Garry: Missense variants are challenging to interpret and many are labeled as variants of unknown significance. Our study indicates that classifying missense variants, especially those associated with intermediate severity of disease, will require functional testing in the appropriate context. Our work also shows that current predictive algorithms should be used with caution as they tend to overcall missense variants as deleterious.

AJHG: What advice do you have for trainees/young scientists?

Garry: The explosion of DNA variant information provides a wonderful opportunity to investigate their effect upon RNA transcription, RNA splicing, protein stability, and protein function. Individuals who become facile with these techniques will be highly valued as we move from DNA sequencing to variant annotation and elucidation of disease mechanism.

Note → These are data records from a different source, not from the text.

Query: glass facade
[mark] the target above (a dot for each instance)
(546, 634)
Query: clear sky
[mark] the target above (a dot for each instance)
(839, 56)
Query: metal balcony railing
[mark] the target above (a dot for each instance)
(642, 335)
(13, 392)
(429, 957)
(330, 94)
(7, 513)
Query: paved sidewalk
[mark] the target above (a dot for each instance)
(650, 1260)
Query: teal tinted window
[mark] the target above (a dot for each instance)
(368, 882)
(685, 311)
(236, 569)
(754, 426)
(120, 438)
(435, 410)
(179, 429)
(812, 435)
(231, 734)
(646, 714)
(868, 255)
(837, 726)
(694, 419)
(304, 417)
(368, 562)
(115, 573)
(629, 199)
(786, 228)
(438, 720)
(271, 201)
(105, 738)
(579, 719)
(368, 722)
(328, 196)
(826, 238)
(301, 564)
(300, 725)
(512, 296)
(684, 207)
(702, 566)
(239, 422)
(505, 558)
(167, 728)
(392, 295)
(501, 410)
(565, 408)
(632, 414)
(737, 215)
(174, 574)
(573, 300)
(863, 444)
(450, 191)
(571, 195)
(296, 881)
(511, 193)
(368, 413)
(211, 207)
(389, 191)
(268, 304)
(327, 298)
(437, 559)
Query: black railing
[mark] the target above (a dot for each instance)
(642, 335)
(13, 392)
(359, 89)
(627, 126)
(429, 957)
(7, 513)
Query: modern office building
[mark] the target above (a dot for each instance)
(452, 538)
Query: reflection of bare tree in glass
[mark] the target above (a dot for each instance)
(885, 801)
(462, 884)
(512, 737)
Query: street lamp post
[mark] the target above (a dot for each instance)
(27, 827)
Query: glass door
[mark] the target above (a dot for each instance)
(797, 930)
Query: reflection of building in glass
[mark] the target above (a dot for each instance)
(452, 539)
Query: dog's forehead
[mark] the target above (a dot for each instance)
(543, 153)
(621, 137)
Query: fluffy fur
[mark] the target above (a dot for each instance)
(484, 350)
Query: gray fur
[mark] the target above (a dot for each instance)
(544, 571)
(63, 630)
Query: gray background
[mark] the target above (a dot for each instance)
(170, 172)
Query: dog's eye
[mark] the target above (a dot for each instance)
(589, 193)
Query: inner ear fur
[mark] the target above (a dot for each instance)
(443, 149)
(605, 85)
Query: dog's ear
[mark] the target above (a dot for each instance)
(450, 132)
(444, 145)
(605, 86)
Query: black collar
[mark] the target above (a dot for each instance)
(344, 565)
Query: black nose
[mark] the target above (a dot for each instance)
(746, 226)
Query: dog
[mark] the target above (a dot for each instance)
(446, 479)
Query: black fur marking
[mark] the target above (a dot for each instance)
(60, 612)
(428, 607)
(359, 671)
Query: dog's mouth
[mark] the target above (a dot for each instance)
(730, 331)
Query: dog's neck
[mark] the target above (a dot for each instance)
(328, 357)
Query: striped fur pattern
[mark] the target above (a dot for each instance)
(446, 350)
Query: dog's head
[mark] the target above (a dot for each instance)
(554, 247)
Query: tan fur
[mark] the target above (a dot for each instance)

AJHG: Tell us something about your life outside the lab.

Garry: I really enjoy working with my hands to repair something broken or build something new. Unlike the long time frames that we experience in science, fixing something can produce results in a much shorter time frame. Sometimes things go wrong, but you always seem to learn something new when you undertake projects that are out of your established area of expertise. Consequently, I fully agree that circuit breakers and water supply values should be turned off before undertaking home projects.

Garry Cutting, MD, is an Aetna/U.S. Healthcare Professor of Medical Genetics at John Hopkins. He has been a member of ASHG since 1997.